The Upside of Peer Pressure  

The Upside of Peer Pressure  

Leveraging the Collective Experience of Peer Forums   

Last month, in my Together Leading Ahead blog series, I described Mint’s commitment to building strong alliances based on the pursuit of mutual success.  

While robust alliances and partnerships are critical to the success of every organization, it is not only those who are resolutely working with us who contribute to our triumphs but also those who exist within our greater ecosystem. In this blog, I am going to look at peer forums and how we can leverage their power and collective experience for improved outcomes.  

How do we identify our peers?    

Before you start looking for value in peer forums, you need to do your homework and clearly understand who your business peers are. Identifying peers is often something that people find hard to do.  

For me, the best place to start is by looking at your competitors – who are the players you are constantly bumping into when you are going after the same market segment? In the Mint world, we recognize our peers in the market as either allies or true competitors. Our allies are those who prefer to implement Microsoft technology, while true competitors are those who select a different brand for their projects.  

Regardless of their status or brand loyalty, your competitors represent a potentially excellent source of advice, knowledge and wisdom. 

“In my Through My Lens series, I shared a very personal experience about my son’s initiation ceremony and the lessons we learned. The first key pillar of advice was “to seek counsel” which lends itself to how we run our business. The partnership with Mint and the Microsoft ecosystem is important as peers but also to collaborate around driving growth in the market. Our goal is to grow the size of the collective market size so that we call benefit and rise with the tide. Having this as a common goal drives alignment of values and ensuring that we do what is right for all stakeholders,” remarks Altron Karabina Managing Director, Collin Govender. 

Importantly, you shouldn’t only look at the people whom you compete or partner with, you should also be looking at your clients as an integral part of your peer network.  Because let’s face it, you must be viewed as a peer if you want to become a client’s trusted advisor.  

And the flipside of this is that there are some fantastically talented people working at our clients and we should do our best to bring them into our peer forums. After all, it is often said that in a consulting or system integrator business, the biggest competitor is usually internal IT. Don’t overlook the opportunities that exist to learn from these groups of immensely talented people.  

Importantly, keep your business strategy in mind. Those who are peers today may not necessarily be peers in the future, and vice versa. The goal here is to be prepared for what is happening right now and for what is planned for your business.     

What forums are out there? 

Once you know who your peers are, the next step is to go and look at what exists: what forums are already in play that you can leverage.   

An example of a forum that we find incredibly useful is the International Association of Microsoft Channel Partners (IAMCP).
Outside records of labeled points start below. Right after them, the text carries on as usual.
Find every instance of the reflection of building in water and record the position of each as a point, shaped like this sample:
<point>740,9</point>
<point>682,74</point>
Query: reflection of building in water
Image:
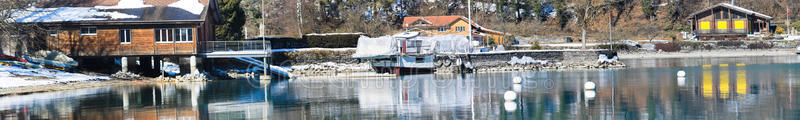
<point>724,81</point>
<point>723,88</point>
<point>741,79</point>
<point>708,82</point>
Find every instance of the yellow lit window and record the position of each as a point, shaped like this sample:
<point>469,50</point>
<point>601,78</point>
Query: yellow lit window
<point>738,24</point>
<point>705,25</point>
<point>722,25</point>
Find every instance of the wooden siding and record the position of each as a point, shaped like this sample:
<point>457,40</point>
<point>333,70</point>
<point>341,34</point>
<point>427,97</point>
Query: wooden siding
<point>107,42</point>
<point>451,29</point>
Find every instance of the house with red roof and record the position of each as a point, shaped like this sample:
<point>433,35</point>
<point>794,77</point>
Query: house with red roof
<point>457,25</point>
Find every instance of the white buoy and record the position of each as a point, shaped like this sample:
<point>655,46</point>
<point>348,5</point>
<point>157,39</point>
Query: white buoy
<point>681,81</point>
<point>517,80</point>
<point>510,96</point>
<point>681,73</point>
<point>589,85</point>
<point>510,106</point>
<point>589,94</point>
<point>517,87</point>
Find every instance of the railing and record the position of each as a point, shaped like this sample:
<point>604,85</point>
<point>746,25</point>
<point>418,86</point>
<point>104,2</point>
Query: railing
<point>154,50</point>
<point>225,46</point>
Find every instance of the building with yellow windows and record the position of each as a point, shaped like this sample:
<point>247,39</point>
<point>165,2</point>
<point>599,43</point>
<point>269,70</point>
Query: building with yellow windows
<point>728,22</point>
<point>456,25</point>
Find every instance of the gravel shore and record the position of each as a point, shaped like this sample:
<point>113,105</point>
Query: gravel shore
<point>707,53</point>
<point>68,86</point>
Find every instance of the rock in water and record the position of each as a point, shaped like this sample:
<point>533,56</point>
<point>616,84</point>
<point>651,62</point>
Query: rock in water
<point>510,106</point>
<point>589,85</point>
<point>126,75</point>
<point>510,96</point>
<point>589,94</point>
<point>681,73</point>
<point>517,80</point>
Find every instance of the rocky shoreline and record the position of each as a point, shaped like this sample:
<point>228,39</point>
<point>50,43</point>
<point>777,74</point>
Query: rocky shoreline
<point>69,86</point>
<point>707,53</point>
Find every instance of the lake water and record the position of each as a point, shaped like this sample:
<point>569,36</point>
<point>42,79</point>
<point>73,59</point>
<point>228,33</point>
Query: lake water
<point>714,88</point>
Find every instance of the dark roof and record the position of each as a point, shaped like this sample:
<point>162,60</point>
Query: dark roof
<point>733,7</point>
<point>158,11</point>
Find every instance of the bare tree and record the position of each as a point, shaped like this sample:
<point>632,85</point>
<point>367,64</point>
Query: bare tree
<point>23,36</point>
<point>586,11</point>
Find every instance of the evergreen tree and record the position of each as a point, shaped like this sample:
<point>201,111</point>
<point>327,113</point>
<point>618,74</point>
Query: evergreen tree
<point>233,18</point>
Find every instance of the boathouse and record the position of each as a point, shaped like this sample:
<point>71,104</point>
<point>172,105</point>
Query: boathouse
<point>728,22</point>
<point>456,25</point>
<point>145,32</point>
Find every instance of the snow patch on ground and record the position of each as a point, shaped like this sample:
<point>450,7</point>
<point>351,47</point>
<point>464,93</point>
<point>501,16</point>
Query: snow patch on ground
<point>126,4</point>
<point>64,14</point>
<point>11,77</point>
<point>525,60</point>
<point>604,58</point>
<point>332,66</point>
<point>192,6</point>
<point>171,68</point>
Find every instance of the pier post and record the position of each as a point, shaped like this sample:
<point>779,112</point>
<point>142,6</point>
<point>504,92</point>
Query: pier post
<point>193,65</point>
<point>124,64</point>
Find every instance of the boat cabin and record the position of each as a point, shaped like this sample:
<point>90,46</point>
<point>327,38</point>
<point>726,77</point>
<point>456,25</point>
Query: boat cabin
<point>728,22</point>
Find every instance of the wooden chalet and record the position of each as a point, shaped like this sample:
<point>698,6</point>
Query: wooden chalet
<point>126,27</point>
<point>728,22</point>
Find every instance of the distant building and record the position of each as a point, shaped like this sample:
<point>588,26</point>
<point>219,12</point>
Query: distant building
<point>725,21</point>
<point>125,27</point>
<point>458,25</point>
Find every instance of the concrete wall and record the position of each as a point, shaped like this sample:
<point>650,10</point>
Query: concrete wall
<point>552,56</point>
<point>313,57</point>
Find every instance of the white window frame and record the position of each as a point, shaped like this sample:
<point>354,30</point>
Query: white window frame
<point>86,34</point>
<point>53,33</point>
<point>184,39</point>
<point>460,29</point>
<point>162,36</point>
<point>443,29</point>
<point>127,36</point>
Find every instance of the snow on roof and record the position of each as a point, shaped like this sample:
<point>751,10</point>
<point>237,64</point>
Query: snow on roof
<point>126,4</point>
<point>733,7</point>
<point>65,14</point>
<point>193,6</point>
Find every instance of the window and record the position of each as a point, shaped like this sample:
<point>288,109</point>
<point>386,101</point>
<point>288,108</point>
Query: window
<point>183,35</point>
<point>53,33</point>
<point>124,36</point>
<point>724,14</point>
<point>443,29</point>
<point>460,29</point>
<point>88,30</point>
<point>163,35</point>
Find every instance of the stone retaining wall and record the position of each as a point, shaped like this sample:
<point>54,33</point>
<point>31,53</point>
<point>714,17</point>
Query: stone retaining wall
<point>498,61</point>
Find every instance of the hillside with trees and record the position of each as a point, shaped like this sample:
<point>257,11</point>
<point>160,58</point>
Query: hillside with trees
<point>631,19</point>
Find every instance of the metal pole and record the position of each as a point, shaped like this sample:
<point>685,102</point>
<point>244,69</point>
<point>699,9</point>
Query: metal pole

As the world’s largest community of Microsoft partners, the IAMCP helps companies and individuals in the “Microsoft ecosystem” to broaden their base of business opportunities through partnering with other IAMCP members – both within their own communities and around the world. The association is organized in chapters across three main regions: Americas, APAC, EMEA. 

The IAMCP’s ability to maximize members’ business potential through peer-to-peer interaction, member advocacy, community outreach, growth and education, provides a powerful tool for business development and increased bottom line profit. 

What gets you and your peers out of bed every day? 

A peer forum is typically formed as a result of participants having similar levels of experience or backgrounds, having faced similar challenges, and being met with the same opportunities.  

This ‘collective consciousness’ means that if you are struggling with a particular issue, challenge or dilemma, chances are that other members of your peer forum are grappling with the same matter.  

One such highly topical dilemma is that of a shortage of senior talent with niche skills. Although, as with most dilemmas, there is no silver bullet solution, a peer forum is a powerful place to understand how to manage this as part of your business risk.  

The obvious, quick win would be to endlessly poach from the communal pool of talent – luring away the people who work for your competitors with higher salaries and promises of other glorious rewards. This is a pointless exercise and benefits no-one. You must take a longer-term strategy involving academies, co-investment, or driving knowledge-sharing sessions. We all recognize the difficulty of creating knowledge, but in a peer environment, each of your peers may create an individual piece of knowledge that can be shared between the collective for the greater good.  

Are all peer forums created equal?  

The answer to this question is an unequivocal ‘no’. Peer forums come in so many different shapes and sizes. What is important is that you immerse yourself in all of them.  

This includes taking part in the social events that occur at a sporting event, around a braai (or barbeque for the non-South Africans), or at a dining table. The opportunity to get into each other’s heads and share ideas should be seized without hesitation.  

I attend a partner CEO lunch that is hosted by a different Microsoft partner every 6 to 8 weeks. This event has been running for three years now and every time we attend a lunch, the next date, host, and venue is agreed upon. The interesting thing about this partner lunch is that there is never a fixed agenda, and it is open to (and attended by) both present and retired CEOs. This creates a rich diversity of views and opinions that we are fortunate to be able to learn from.  

Do forums need designated speakers and listeners?  

The short answer is: absolutely not. In a peer forum, everyone should contribute. It should not have a defined owner, content should be owned by every participant and the forum should have an organic life of its own. Immersive participation is key to creating a useful community.  

In conclusion 

Leveraging the power of a peer forum is comparable to leveraging one’s personal network and there are more people who are proficient in creating a network than there are who can leverage it.  

So many of us fixate on creating a network, attending events, and being in touch with people that we forget to formulate a crystal-clear plan on how we are going to use this system within our personal life, and professional life and to support our business strategy.  

So, what is the point then? 

To harness the power of the collective experience of a peer forum, you need to clearly understand your objective in attending, what you are going to contribute, what you are going to do with the learning, and who the people are that you are engaging with. After all, you should be attending a peer forum with an equal desire to learn and to teach.